NCAA Football: Tennessee Tech at Tennessee
John Kelly
Randy Sartin-USA TODAY Sports

WR

  • Josh Malone (6’3, 200, Jr.) — 55 targets, 35 catches, 648 yards (11.8), 8 TD
  • Marquez Callaway (6’2, 190, Fr.) — 3 targets, 1 catch, 13 yards

WR

  • Jauan Jennings (6’3, 205, So.) — 42 targets, 26 catches, 379 yards (9.0), 5 TD
  • Brandon Johnson (6’2, 180, Fr.) — 8 targets, 6 catches, 71 yards (8.9) OR
  • Jeff George (6’6, 195, Jr.) — 3 targets, 1 catch, 20 yards (6.7)

WR

  • Josh Smith (6’1, 213, Jr.) — 26 targets, 11 catches, 84 yards (3.2), 1 TD
  • Tyler Byrd (6’0, 195, Fr.) — 21 targets, 13 catches, 201 yards (9.6)

TE

  • Ethan Wolf (6’6, 245, Jr.) — 23 targets, 15 catches, 180 yards (7.8), 2 TD
  • Jason Croom (6’5, 246, Sr.) — 19 targets, 11 catches, 148 yards (7.8)

With the run game finally clicking in a way that it wasn’t earlier in the year, Josh Malone has taken off. He has nine catches for 204 yards and three touchdowns in the last two weeks, while Tyler Byrd has provided another big-play threat with three catches for 81 yards.

In terms of technique, hands, and apparent physical prowess, Jauan Jennings always seems like he should be producing more than he is. He caught the game-winning Hail Mary against Georgia and broke the Florida game open with a long touchdown, he still only averages about 38 receiving yards per game. In a three-week span (Florida, UGA, A&M), he caught 11 passes for 250 yards.
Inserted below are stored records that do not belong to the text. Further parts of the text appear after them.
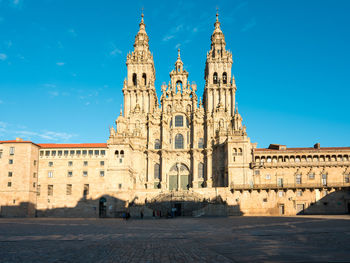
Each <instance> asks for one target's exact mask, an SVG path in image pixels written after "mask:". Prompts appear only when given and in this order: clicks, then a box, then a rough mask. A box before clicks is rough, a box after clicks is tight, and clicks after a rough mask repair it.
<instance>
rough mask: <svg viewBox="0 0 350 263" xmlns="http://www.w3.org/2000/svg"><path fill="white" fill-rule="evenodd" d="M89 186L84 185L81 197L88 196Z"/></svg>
mask: <svg viewBox="0 0 350 263" xmlns="http://www.w3.org/2000/svg"><path fill="white" fill-rule="evenodd" d="M89 188H90V187H89V185H88V184H84V192H83V195H84V196H87V195H89Z"/></svg>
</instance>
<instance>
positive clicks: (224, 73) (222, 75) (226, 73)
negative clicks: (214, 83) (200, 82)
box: [222, 72, 227, 84]
mask: <svg viewBox="0 0 350 263" xmlns="http://www.w3.org/2000/svg"><path fill="white" fill-rule="evenodd" d="M222 83H224V84H227V73H226V72H224V73H222Z"/></svg>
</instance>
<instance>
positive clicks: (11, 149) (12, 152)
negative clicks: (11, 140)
mask: <svg viewBox="0 0 350 263" xmlns="http://www.w3.org/2000/svg"><path fill="white" fill-rule="evenodd" d="M14 154H15V147H10V155H14Z"/></svg>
In the four games since: 9 catches, 98 yards.

NCAA Football: Florida at Tennessee
Josh Malone
Randy Sartin-USA TODAY Sports

LT

  • Brett Kendrick (6’6, 318, Jr.) — 10 starts in 2016, 17 career starts
  • Drew Richmond (6’5, 301, RSFr.) — 3 starts in 2016, 3 career starts

LG

  • Jashon Robertson (6’3, 305, Jr.) — 9 starts in 2016, 32 career starts
  • Venzell Boulware (6’3, 306, RSFr.) — 1 start in 2016, 1 career start

C

  • Coleman Thomas (6’5, 301, Jr.) — 6 starts in 2016, 24 career starts

RG

  • Dylan Wiesman (6’4, 310, Sr.) — 9 starts in 2016, 24 career starts — questionable with ankle injury
  • Jack Jones (6’4, 307, So.) — 6 starts in 2016, 7 career starts

RT

  • Chance Hall (6’4, 318, So.) — 6 starts in 2016, 13 career starts — questionable with injury
  • Marcus Tatum (6’6, 265, Fr.)

The line has been constantly juggled, and that could remain the case depending on the injury status of Dylan Wiesman and Chance Hall. Nine different Vols have started up front, and while the run blocking has been mostly solid, Dobbs still holds onto the ball for a long time and forces strong pass protection ... and the line can only offer decent protection.

If Mizzou can survive the run attack and force passing downs, the Tigers’ resurgent pass rush could create some negative plays. But that’s one hell of an if.